[etni] Re: Fwd: Re: Teaching HOTS

  • From: rafi beigel <rafitalk@xxxxxxxxx>
  • To: etni.list@xxxxxxxxx
  • Date: Wed, 22 Feb 2012 15:51:18 +0200

HEAR! HEAR! to all those dissenters-
Give us back our literature and take away the contrived, extruded answers
we are having to thrash into the children.

To all those who only spent their time teaching unseens, then you've
brought this horrendous mess upon yourselves.

To the rest of us who have always taught literature and WELL. this is a
disaster. no book, no serious guidelines , just rubric after rubric  after
rubric- and most importantly, no answers to the literature exam that
students took in January- so what are we meant to expect in the summer?
More waffle?

When teaching my eleventh grade English speakers class how to make sure
that they use a higher order thinking skill and churn out format answers to
trite questions- rather than actually understand and appreciate what they
had read- one bright spark shouted out WTF!
I didn't have it in me to reprimand him- he said it so succinctly.....
_______________________________________________________________


??talk?? . . .  the language of success . . .

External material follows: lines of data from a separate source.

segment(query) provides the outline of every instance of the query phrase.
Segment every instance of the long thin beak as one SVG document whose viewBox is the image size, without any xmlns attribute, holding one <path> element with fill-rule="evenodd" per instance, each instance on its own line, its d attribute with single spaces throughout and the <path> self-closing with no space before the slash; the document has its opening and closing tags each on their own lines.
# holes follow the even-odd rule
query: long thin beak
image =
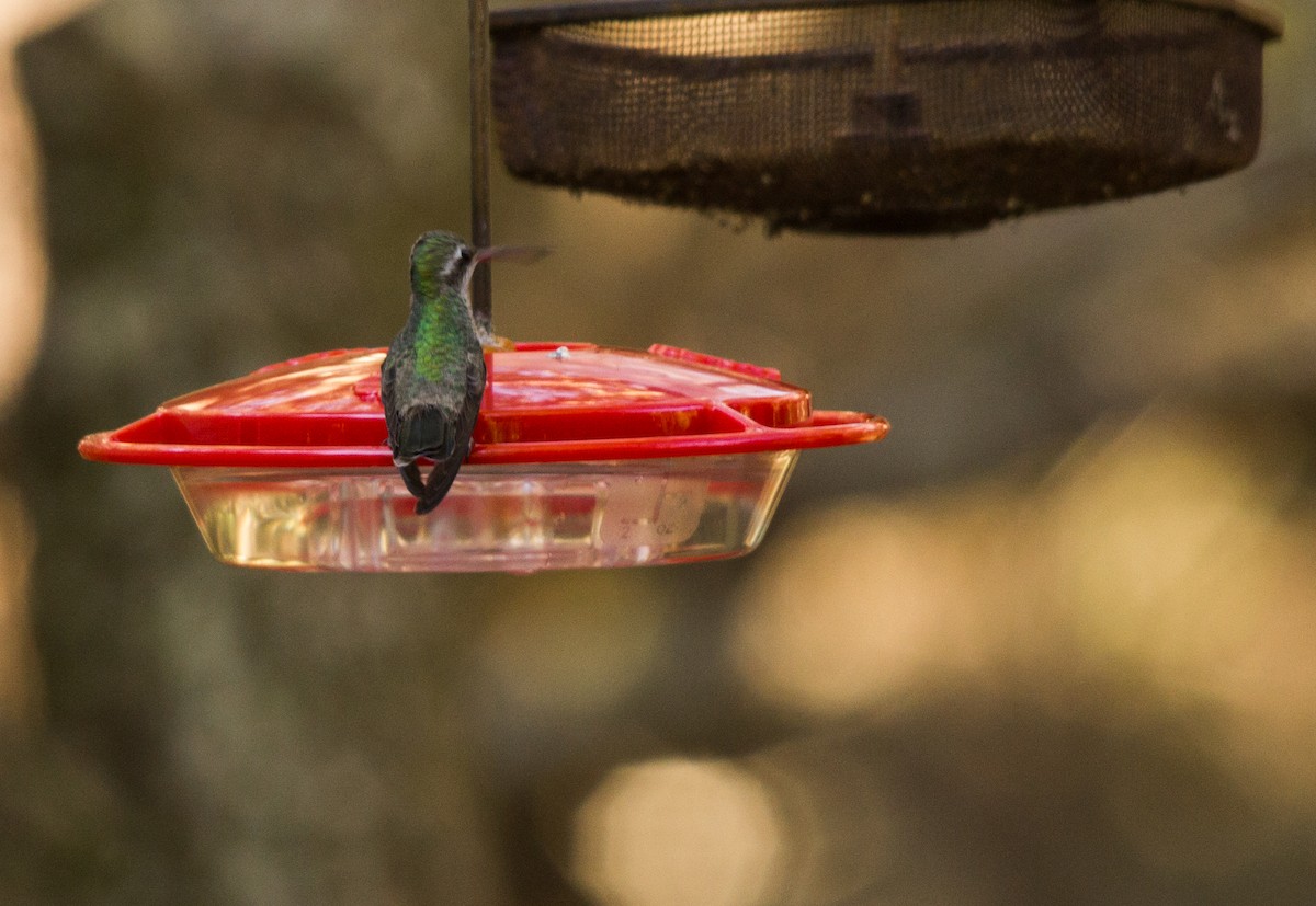
<svg viewBox="0 0 1316 906">
<path fill-rule="evenodd" d="M 490 262 L 495 258 L 499 260 L 533 264 L 550 251 L 553 250 L 542 246 L 490 246 L 488 249 L 476 249 L 475 254 L 471 255 L 471 268 L 474 270 L 480 262 Z"/>
</svg>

*Rafaella Beigel - CEO   *

* *

*www.talk.org.il*

*054-6232165*






On Wed, Feb 22, 2012 at 3:14 PM, ETNI list <etni.list@xxxxxxxxx> wrote:

> --------- Forwarded message ----------
> From: Doug & Iris Mandel <dm9@xxxxxxx>
> Subject: Re: Teaching HOTS
>
> Evelyn,
> I can't agree with you more! I told my 11th graders we have finished
> the last piece for the log and their reaction shocked me. They
> cheered. I almost cried. I have always loved teaching the literature.
> My students have always loved learning it. But I feel the log is
> making my lessons contrived. You took the words right out of my
> mouth,"beating a dead horse"!
>
> What's the solution??
>
> Iris
>
>
> Evelyn wrote:
> > Those of you who have commented on the positive aspects of the HOTS have
> > written that it is much more interesting for your students than last year
> > (or previous years) when the focus was on the textbook, unseens, writing,
> > grammar, and a little literature. None of us probably disagrees with you.
> > Obviously, literature study is more interesting that repetitive
> exercises in
> > unseens, etc. However, as a teacher who has spent much time teaching
> > literature, discussing it, writing about it, going wild with it, the HOTS
> > still leave me cold! I am tired of beating a dead horse with exercise
> upon
> > exercise. Let me teach literature- background and all- let me find pieces
> > my students can both relate to and learn from (classics and modern), let
> me
> > find pieces and teach them without teaching down to them, and let me
> teach
> > them how to analyze as well as (with luck) appreciate literature without
> > thinking about thinking.
> > None of us who loves literature has asked the ministry to throw out lit.
> In
> > fact, we have always been happy to have literature included and we have
> made
> > it an important part of our curriculum- whether with our 4 pointers, our
> 5
> > pointers, and even some of our 3 pointers- but the HOTS program is not
> > literature...it is forcing higher order thinking skills on students using
> > English literature as a tool, rather than as a vibrant life force!